Mecburiyetler, yakınmalar, şikâyetler, suçlamalar, kurban rolleri, “Ah! Ben onu yerinde olsaydım” nidaları… Sanki herkes torpilli evrenden; bir tu kaka biziz. Her halt bizim başımızda, tüm kötü şeyler bizi buluyor: “Ah! Ben var ya ben, kader mahkûmuyum. Allah yazmış çekeceğim mecbur!”
“Yok yok, mutluyum ben, Allah eksik etmesin kocamı başımdan. İçkisi yok kumarı yok, karı kıza takılmıyor. Bir işi bir televizyonu var işte; daha ne olsun bundan iyisi Şam’da kayısı” diye baktık ilişkilere; öyle öğrendik…

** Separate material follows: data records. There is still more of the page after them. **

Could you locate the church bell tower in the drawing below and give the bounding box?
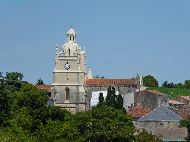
[51,28,87,113]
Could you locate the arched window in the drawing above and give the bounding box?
[65,87,70,100]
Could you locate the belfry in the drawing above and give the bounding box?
[51,28,87,113]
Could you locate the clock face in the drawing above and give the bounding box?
[64,62,70,70]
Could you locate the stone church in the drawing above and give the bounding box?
[45,28,142,113]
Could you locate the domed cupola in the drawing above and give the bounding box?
[67,28,76,42]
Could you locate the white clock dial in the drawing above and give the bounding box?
[64,63,70,70]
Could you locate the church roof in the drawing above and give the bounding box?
[85,78,138,87]
[138,106,181,121]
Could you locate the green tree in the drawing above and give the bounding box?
[99,92,104,104]
[143,75,158,87]
[5,72,24,81]
[185,80,190,89]
[70,105,135,142]
[180,118,190,142]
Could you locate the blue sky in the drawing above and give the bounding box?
[0,0,190,84]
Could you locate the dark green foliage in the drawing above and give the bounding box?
[143,75,158,87]
[99,92,104,104]
[36,78,44,85]
[180,118,190,142]
[185,80,190,89]
[5,72,24,81]
[71,105,135,142]
[0,73,161,142]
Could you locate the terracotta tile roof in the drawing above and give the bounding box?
[179,111,190,119]
[85,78,137,87]
[141,90,166,95]
[128,106,151,118]
[36,85,52,92]
[178,96,190,101]
[169,100,184,105]
[153,128,188,141]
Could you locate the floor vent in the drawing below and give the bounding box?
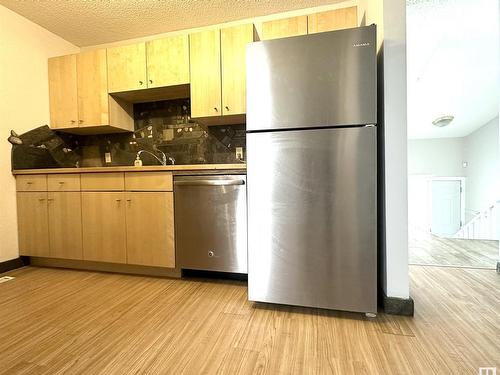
[0,276,14,284]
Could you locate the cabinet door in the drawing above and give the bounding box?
[127,192,175,268]
[48,55,78,129]
[146,35,189,88]
[81,192,127,263]
[189,30,222,118]
[107,43,147,92]
[307,7,358,34]
[262,16,307,40]
[76,49,109,127]
[47,192,83,259]
[17,192,50,257]
[221,24,254,115]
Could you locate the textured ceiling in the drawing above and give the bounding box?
[406,0,500,138]
[0,0,346,47]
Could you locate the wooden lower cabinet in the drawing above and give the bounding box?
[47,192,83,259]
[17,192,50,257]
[81,192,127,263]
[126,192,175,268]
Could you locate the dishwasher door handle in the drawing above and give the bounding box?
[174,180,245,186]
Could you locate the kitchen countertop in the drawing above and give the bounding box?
[12,163,247,175]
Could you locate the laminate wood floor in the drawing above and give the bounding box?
[408,230,499,269]
[0,266,500,375]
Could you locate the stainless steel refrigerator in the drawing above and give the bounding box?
[247,25,377,313]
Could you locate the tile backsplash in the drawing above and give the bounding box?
[13,99,246,168]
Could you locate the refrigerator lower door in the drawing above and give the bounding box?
[247,127,377,312]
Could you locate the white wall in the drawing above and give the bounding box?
[408,138,465,177]
[383,0,409,298]
[408,117,500,222]
[463,117,500,216]
[0,5,79,262]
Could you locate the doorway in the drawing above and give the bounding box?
[407,0,500,269]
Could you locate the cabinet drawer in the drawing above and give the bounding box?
[125,172,172,191]
[47,173,80,191]
[81,172,125,191]
[16,174,47,191]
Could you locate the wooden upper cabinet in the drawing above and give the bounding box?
[146,35,189,88]
[126,192,175,268]
[189,29,222,118]
[17,192,50,257]
[76,49,109,126]
[262,16,307,40]
[221,24,254,115]
[307,6,358,34]
[48,55,78,129]
[107,43,147,92]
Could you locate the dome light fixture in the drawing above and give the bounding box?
[432,115,455,128]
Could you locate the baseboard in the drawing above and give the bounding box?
[382,294,415,316]
[30,257,181,278]
[0,257,29,273]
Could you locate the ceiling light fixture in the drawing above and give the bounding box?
[432,115,455,128]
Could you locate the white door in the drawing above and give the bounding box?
[431,180,461,236]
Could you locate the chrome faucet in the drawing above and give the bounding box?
[135,149,175,166]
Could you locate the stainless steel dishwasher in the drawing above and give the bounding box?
[174,175,247,273]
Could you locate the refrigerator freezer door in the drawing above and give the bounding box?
[247,127,377,312]
[247,25,377,131]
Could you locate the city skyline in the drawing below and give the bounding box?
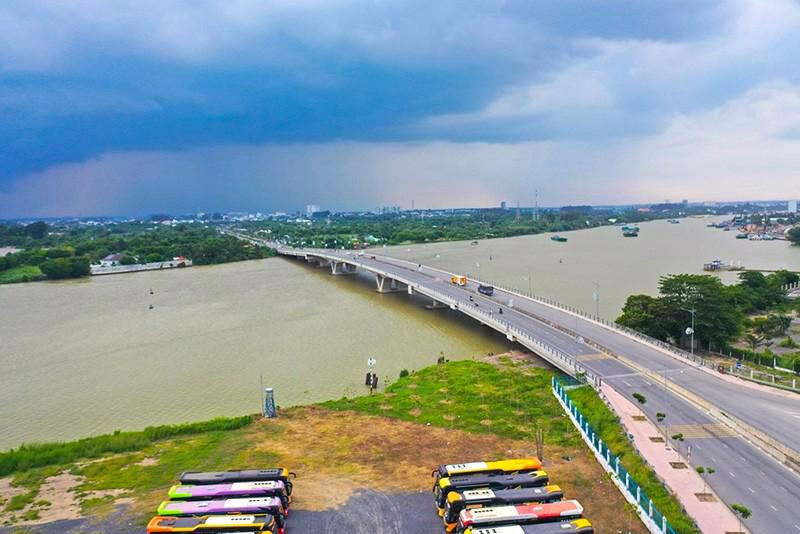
[0,0,800,218]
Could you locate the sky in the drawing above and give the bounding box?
[0,0,800,218]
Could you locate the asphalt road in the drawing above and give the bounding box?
[280,251,800,534]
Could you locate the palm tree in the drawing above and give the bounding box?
[744,332,764,352]
[731,502,753,530]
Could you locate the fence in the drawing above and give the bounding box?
[552,377,677,534]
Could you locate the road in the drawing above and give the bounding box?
[268,248,800,534]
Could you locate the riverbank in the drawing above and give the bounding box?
[0,355,676,534]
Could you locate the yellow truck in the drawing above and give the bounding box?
[450,275,467,287]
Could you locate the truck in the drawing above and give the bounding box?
[450,275,467,287]
[478,284,494,297]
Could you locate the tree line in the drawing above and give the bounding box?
[0,222,273,281]
[617,271,800,366]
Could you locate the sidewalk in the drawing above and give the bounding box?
[601,383,741,534]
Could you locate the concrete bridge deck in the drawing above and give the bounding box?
[247,240,800,534]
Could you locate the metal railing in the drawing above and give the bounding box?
[552,377,677,534]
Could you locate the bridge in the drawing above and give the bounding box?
[228,235,800,534]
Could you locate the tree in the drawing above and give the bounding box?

Arkamıza bakmayı hiç akıl etmedik biz. Bize yapıştırılan etiketlere, biçilen rollere, giydirilen kimliklere yapıştık. Açtık tüm bunlara inanarak kapılarımızı. Aralık bıraktık bazılarını yarım gönülle. Herkes bizi sevsin istedik, herkes bizi onaylasın, aferin desin, sırtımızı sıvazlasın. Vazgeçilmez olalım. Düşünmedik hiç, bizi biz olduğumuz için sevenler olsa yanımızda ne kadar mutlu ve doyumlu olurduk. Olduğumuz gibi olduğumuzda yanımızda olanlar, varlığımıza onay verenlerle ne kadar yakın olurduk.
Geçmişe bakmanın zamanı şimdi. Kapayın arabanızın, evinizin yüreğinizin kapılarını geçmişe. Kulaklarınızı tıkayın, yumun gözlerinizi sizin için başkalarının yazdığı hikâyeye. Şimdi ve burada yeni baştan yazın hikâyenizi; açın kapılarınızı olduğunuz gibi kendinize onay vermeye. Değiştirme gücü yine sizin elinizde. Dost olun kendinizle. Kapatın kapıları sizi mutsuz edenlere; açın sonuna kadar dostluğa ve gerçek sevgiye. Açtığınız kapılar çok olsun. Sevgilerimle…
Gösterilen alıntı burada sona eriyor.